Il disegno di legge aveva già incontrato difficoltà nel percorso parlamentare, tanto da essere tornato nelle commissioni dopo i contrasti emersi all’interno della maggioranza.

La riforma dovrebbe ridisegnare l'organizzazione delle fasce dirigenziali della Regione e incidere quindi sull'assetto della macchina amministrativa.

Il testo è fermo in commissione Bilancio e la ripresa dei lavori dirà se il centrodestra sarà riuscito nel frattempo a trovare un accordo oppure se la riforma resterà ancora una volta impantanata nei veti incrociati.

 

 

Autostrade

Sul tavolo del governo regionale c'è infine la delicata vicenda del Consorzio per le Autostrade Siciliane.
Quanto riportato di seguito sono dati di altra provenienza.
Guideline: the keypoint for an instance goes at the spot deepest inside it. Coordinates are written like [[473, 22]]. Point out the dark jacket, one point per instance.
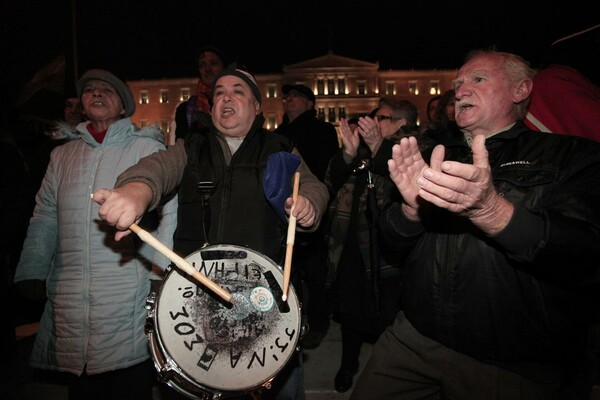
[[517, 299], [238, 210], [316, 140]]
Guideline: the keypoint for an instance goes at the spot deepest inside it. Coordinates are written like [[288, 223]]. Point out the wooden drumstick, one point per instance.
[[180, 262], [287, 266]]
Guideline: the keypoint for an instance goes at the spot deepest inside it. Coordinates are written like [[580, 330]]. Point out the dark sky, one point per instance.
[[147, 39]]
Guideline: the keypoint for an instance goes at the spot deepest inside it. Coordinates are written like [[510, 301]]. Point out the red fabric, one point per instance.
[[99, 136], [203, 94], [564, 101]]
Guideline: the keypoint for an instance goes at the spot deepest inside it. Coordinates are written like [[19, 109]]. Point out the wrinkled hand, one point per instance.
[[350, 140], [123, 206], [368, 128], [406, 166], [304, 211], [466, 189]]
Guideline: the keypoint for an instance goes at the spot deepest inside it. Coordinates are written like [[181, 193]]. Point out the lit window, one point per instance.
[[271, 91], [361, 87], [330, 86], [321, 113], [342, 86], [390, 88], [435, 88], [164, 96], [144, 97], [164, 126], [331, 114], [271, 121], [185, 94], [320, 87], [413, 88]]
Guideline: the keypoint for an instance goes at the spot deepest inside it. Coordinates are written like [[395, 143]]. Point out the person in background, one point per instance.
[[194, 113], [502, 271], [73, 111], [432, 107], [92, 330], [364, 276], [231, 154], [73, 115], [576, 111], [444, 128], [317, 141]]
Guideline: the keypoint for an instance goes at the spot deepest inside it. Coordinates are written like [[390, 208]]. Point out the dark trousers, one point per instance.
[[132, 383], [309, 259], [407, 365]]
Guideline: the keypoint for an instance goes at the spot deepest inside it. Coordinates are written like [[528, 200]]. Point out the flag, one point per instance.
[[277, 179], [51, 77]]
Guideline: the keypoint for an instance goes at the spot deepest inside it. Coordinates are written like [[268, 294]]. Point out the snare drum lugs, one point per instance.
[[204, 347]]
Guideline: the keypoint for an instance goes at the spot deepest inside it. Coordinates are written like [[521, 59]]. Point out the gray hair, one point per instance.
[[516, 69], [402, 109]]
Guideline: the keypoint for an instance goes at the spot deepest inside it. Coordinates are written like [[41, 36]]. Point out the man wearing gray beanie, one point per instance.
[[219, 177]]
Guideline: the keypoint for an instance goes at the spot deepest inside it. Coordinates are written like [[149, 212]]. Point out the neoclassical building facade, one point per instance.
[[344, 87]]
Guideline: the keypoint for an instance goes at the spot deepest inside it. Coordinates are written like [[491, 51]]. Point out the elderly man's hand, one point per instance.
[[467, 189], [123, 206], [304, 211]]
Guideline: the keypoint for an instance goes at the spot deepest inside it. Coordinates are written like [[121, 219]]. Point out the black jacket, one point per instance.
[[316, 140], [518, 299], [236, 211]]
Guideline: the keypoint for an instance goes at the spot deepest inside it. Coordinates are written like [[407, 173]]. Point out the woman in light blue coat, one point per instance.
[[92, 327]]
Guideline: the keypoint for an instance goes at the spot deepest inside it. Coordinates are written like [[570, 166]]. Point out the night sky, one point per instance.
[[140, 39]]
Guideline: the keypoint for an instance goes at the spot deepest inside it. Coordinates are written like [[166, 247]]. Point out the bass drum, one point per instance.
[[204, 347]]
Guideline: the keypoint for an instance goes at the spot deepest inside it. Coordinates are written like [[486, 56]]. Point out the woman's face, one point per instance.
[[209, 65], [101, 102]]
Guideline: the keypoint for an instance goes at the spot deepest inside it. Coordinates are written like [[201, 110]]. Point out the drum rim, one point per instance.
[[174, 369]]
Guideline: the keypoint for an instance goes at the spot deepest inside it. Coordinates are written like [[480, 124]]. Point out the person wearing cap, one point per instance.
[[231, 208], [194, 113], [317, 141], [91, 333]]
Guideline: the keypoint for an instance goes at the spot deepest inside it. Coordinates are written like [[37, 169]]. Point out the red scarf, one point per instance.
[[203, 94], [98, 135]]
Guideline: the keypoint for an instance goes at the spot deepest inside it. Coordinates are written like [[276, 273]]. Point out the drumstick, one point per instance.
[[180, 262], [287, 266]]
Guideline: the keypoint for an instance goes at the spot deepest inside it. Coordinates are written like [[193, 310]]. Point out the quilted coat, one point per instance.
[[96, 287]]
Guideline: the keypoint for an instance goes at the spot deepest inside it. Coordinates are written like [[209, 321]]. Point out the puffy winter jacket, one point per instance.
[[518, 299], [96, 287]]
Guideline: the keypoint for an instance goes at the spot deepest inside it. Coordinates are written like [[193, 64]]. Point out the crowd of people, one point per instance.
[[464, 250]]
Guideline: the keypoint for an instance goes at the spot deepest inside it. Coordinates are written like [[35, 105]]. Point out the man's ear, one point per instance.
[[523, 90]]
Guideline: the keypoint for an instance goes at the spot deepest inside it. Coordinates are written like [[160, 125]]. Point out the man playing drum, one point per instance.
[[218, 175]]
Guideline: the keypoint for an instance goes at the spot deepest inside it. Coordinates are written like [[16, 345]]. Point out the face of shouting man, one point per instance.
[[234, 106]]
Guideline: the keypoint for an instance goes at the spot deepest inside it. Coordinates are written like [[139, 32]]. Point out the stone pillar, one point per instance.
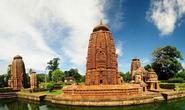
[[17, 72], [33, 80]]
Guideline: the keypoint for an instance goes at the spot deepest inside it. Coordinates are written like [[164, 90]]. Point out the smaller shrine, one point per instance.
[[148, 80], [33, 80]]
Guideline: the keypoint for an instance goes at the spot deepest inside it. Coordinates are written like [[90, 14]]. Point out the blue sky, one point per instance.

Il ministero delle Infrastrutture ha contestato la gestione delle autostrade siciliane e la vicenda potrebbe arrivare a un passaggio particolarmente delicato, fino al rischio di una revoca della concessione.

Il Cas gestisce infrastrutture strategiche per l'Isola: la A18 Messina-Catania, la A20 Messina-Palermo e la Siracusa-Gela.

Il Consorzio, guidato da Filippo Nasca, ha già presentato una memoria difensiva in risposta alle contestazioni ministeriali. Ma la questione non può essere considerata esclusivamente interna all'ente. La Regione, infatti, è inevitabilmente chiamata a intervenire su una vicenda che riguarda direttamente la gestione e il futuro di alcune delle principali arterie autostradali siciliane.